Phil and Macy

Phil and Macy

Tuesday, February 9, 2016

MS Status February 8


Nothing good to report. One of my friends that I met through the MS support group has been going through a terribly difficult time. Those with MS (all types) uncertainty on a daily basis that is much more heightened than a well person. As symptoms crop up we are plagued with wondering whether this is a permanent change or if it will fade. In my case when things show up it does get better but then goes back. This brings up this year and especially problems last night.
This year I have been plagued by increasing muscle spasms. I’ve had some for years but they have been bearable. Starting this year my arms and neck have had increasingly severe spasms that show up after I go to bed. My arms stick straight out, my palms turn outward and my shoulders contract toward each other. The same time my head spasms backwards in my neck and my body shudders. There have been times when this has woken me up and I could not sleep. I Had to have my wife put me in my chair so I could sit up until they passed. Until last night this usually took an hour. This is extremely difficult for her because she has to still get up for work the next day.
I had called my neurologist and told him of some increasing pain that seem to proceed these things. He provided me a medication that I have tried in the past.
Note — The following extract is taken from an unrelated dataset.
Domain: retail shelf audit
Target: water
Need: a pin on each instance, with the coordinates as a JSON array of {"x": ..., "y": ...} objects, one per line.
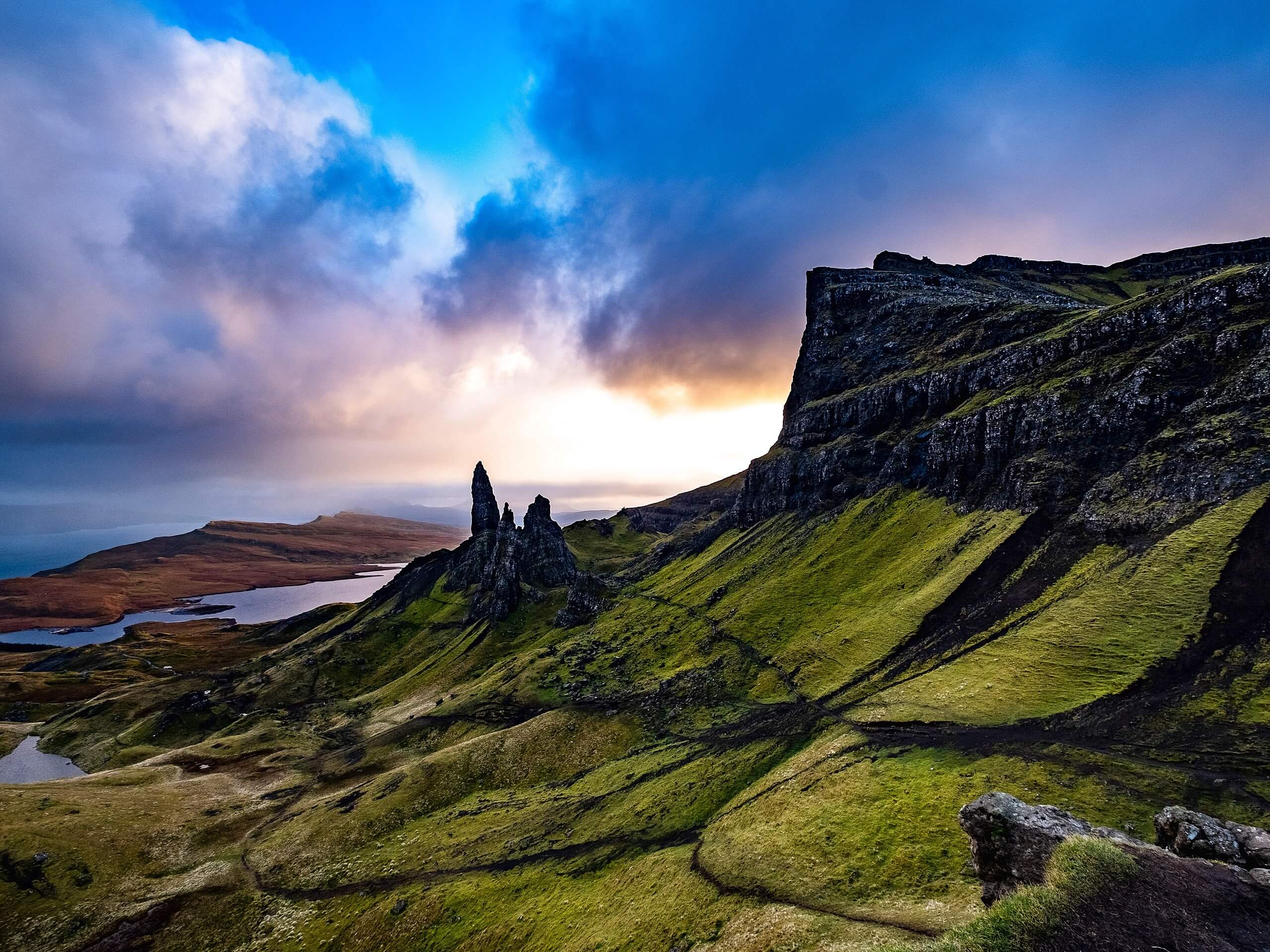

Long story short last night was over the top. I was almost asleep when the spasms started and the just increased in severity. This started around 10. I had my wife give me in my chair and I came out of living room and tried to relax after taking a pain pill. The severity increased and was not fading. I tried to cool off by opening the door to the outside and that seemed to help a little but then they would return. I realized this was more than I had ever dealt with before. My wife had offered to take me to the ER and so I agreed. The spasms and pain just kept increasing even until we were at the hospital. Our son Matt came over to go with us. Say file
At the hospital we had the same nurse, Gina, that we had had one other time. It was kind of funny. The doctor on duty was very good and they put me on a Valium intravenously. This relax me immediately and the spasms stopped. It wasn’t until I had a second dose that the pain in my neck decreased. As the first one started to kick in I got very groggy and tired since I slept little the night before. I guess I asked if my kitty was up there. My wife and the nurse looked at each other and just shrugged. You should build a take your pets of the hospital, right? They did blood tests and x-rays to make sure I didn’t have a more serious condition and sent me home where I was able to finally sleep. I talked to Myra neurologist today and he thinks the Valium is a good option for the future. Knowing that that is available should help me overcome my fear that I developed of going to bed. It is horrible waking up with the spasms. It also horrible to almost be asleep and have them start like last night.
I have to say I’ve been really struggling with my disease and its symptoms. I’ve tried to maintain a hopeful attitude but my last hospital visit and the pneumoniae had ever pushed me into an attitude of hopelessness. I feel bad about this attitude but as they used to say at LeFebure decades ago “if I didn’t have a bad attitude I wouldn’t have any attitude at all"!

1 comment:

  1. Hi Phil, I'm sorry to hear you're feeling poorly. Hopefully the Valium will provide an "escape hatch" when the spasms get bad. I know I have nothing in my life to compare to what you're going through with MS, but I've told Daniel many times that when I'm in a rough spot I take a lot of comfort in the thought "this too shall pass." I think it when good things are happening too, as a reminder that everything is always changing. The spasms won't last... And now that you have some Valium up your sleeve hopefully they'll be gone even more quickly! :-) Dan has taught me how to say it in Farsi too but I don't remember... Anyway, I'm sorry if it sounds like I'm peddling in platitudes, but that thought really does make me feel better in the worst of times. Hang in there. And get some sleep!